On October 6th, 2021, Twitch had allegedly been hacked and 128GB of data leaked online. This data is said to have include; streamers revenue, details of upcoming Steam competitor ‘Vapour’, and the website’s entire source code. Though we are not entirely sure at the moment what this means for streamers or the streaming service, in this article we are going to break down what we know about the breach and how this could potentially affect users.
Did Twitch Have a Data breach?
Twitch has in fact confirmed the data breach. Though they are yet to comment on the information which has surfaced on the internet, top Twitch streamers have revealed the revenue figures leaked are correct. In a post on Twitter, they said “Our teams are working with urgency to understand the extent of this.”
Though Twitch is not telling us exactly what has been leaked, the hacker reportedly posted 128GB of information to the online forum 4chan, calling the attack an attempt to “foster more disruption and competition in the online video streaming space” later calling the leak “part one.”
What Was Leaked in the Twitch Data Breach?
Though the 4chan post from the anonymous hacker has been removed, it might have been too late as many users took screenshots or even downloaded the torrents themselves. According to the hacker themselves, the data breach included source code for;
- Entirety of twitch.tv, with commit history going back to its early beginnings
- Mobile, desktop and video game console Twitch clients
- Various proprietary SDK’s and internal AWS services used by Twitch
- Every other property that Twitch owns including IGDB and CurseForge
- Twitch SOC internal red teaming tools
- How Golden Kappa works
The leak also came with creator payout reports, from 2019 until October 2021, detailing precise revenue streamers made before tax.
Though it is unclear what this means for our personal information such as email addresses, social security numbers, and phone numbers, Twitch has stated in a recent blog “At this time, we have no indication that login credentials have been exposed.” Given the circumstances and the claim of more leaks, I would not trust this information and urge all users to change their passwords and enable 2FA as a precaution. Twitch went on to add “Full credit card numbers are not stored by Twitch so full credit card numbers were not exposed.”
Why Was Twitch Leaked?
The hacker has stated that this attack was an attempt to “foster more disruption and competition in the online video streaming space”, they went on to conclude the post with #DoBetterTwitch.
From the way this post is phrased, this sounds like an attack on the platform rather than an attack on streamers themselves, so I would not be surprised if personal data from users of the platform are still kept safe if this hacker has got their hands on them. The hashtag, somewhat resembling the #TwitchDoBetter used to promote the protest of hate raids on Twitch, makes this seem as if it is a user tired of lack of action from Twitch to remove toxicities from the platform.

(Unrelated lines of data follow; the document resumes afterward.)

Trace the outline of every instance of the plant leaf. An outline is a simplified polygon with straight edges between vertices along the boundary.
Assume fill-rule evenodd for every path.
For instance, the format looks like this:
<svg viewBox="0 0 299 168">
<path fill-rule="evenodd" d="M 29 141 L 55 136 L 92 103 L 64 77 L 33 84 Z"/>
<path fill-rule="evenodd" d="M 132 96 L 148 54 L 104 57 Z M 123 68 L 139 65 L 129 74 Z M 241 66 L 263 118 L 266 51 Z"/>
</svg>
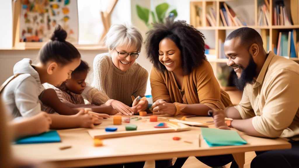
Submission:
<svg viewBox="0 0 299 168">
<path fill-rule="evenodd" d="M 174 15 L 174 16 L 173 17 L 174 19 L 176 19 L 176 16 L 178 16 L 178 12 L 176 11 L 176 9 L 174 9 L 171 11 L 170 11 L 170 12 L 169 13 L 169 14 L 170 14 L 171 13 L 173 13 L 173 14 Z M 168 14 L 168 15 L 169 15 L 169 14 Z"/>
<path fill-rule="evenodd" d="M 165 18 L 165 13 L 169 7 L 167 3 L 161 4 L 156 7 L 156 13 L 158 20 L 161 23 L 164 23 L 163 20 Z"/>
<path fill-rule="evenodd" d="M 147 8 L 141 7 L 138 5 L 136 5 L 136 9 L 138 17 L 144 22 L 146 25 L 147 24 L 150 17 L 150 10 Z"/>
<path fill-rule="evenodd" d="M 156 20 L 156 17 L 155 16 L 155 13 L 154 13 L 154 12 L 152 11 L 152 23 L 157 23 L 157 21 Z"/>
</svg>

With the word “competition” being thrown out there, I believe what the hacker is trying to achieve here is for other services to use this leaked source code to create a more worthy competitor for Twitch. However, I do not believe that these toxicities stem from Twitch, and creating a new platform would merely just move the issue. You don’t have to be a huge content creator to know that you do not read the comment section so to speak, of course with Twitch given the nature of the platform this is hard to do especially with things like hate raids happening. The point is, every platform has some kind of toxicities, it’s just with Twitch it’s a little more apparent than you would have hoped – a new service would face the same fate.
How Was Twitch Hacked?
The question still remains, how does a Website as big and global as Twitch has 128GB of data stolen without any suspicions being raised? According to Twitch, “data was exposed to the internet due to an error in a Twitch server configuration change that was subsequently accessed by a malicious third party.”
Though it is unclear of the extent of data that has been stolen at this time, we strongly advise you to enable 2FA on your account and change your password immediately to ensure your safety. Keep your eyes peeled for updates on this situation on Twitch’s Twitter and this blog post. This is by no means the end of this from what this attacker is saying, though it’s safe to assume this is an attack on the streaming service rather than streamers themselves so I would like to think our data is safe at this time.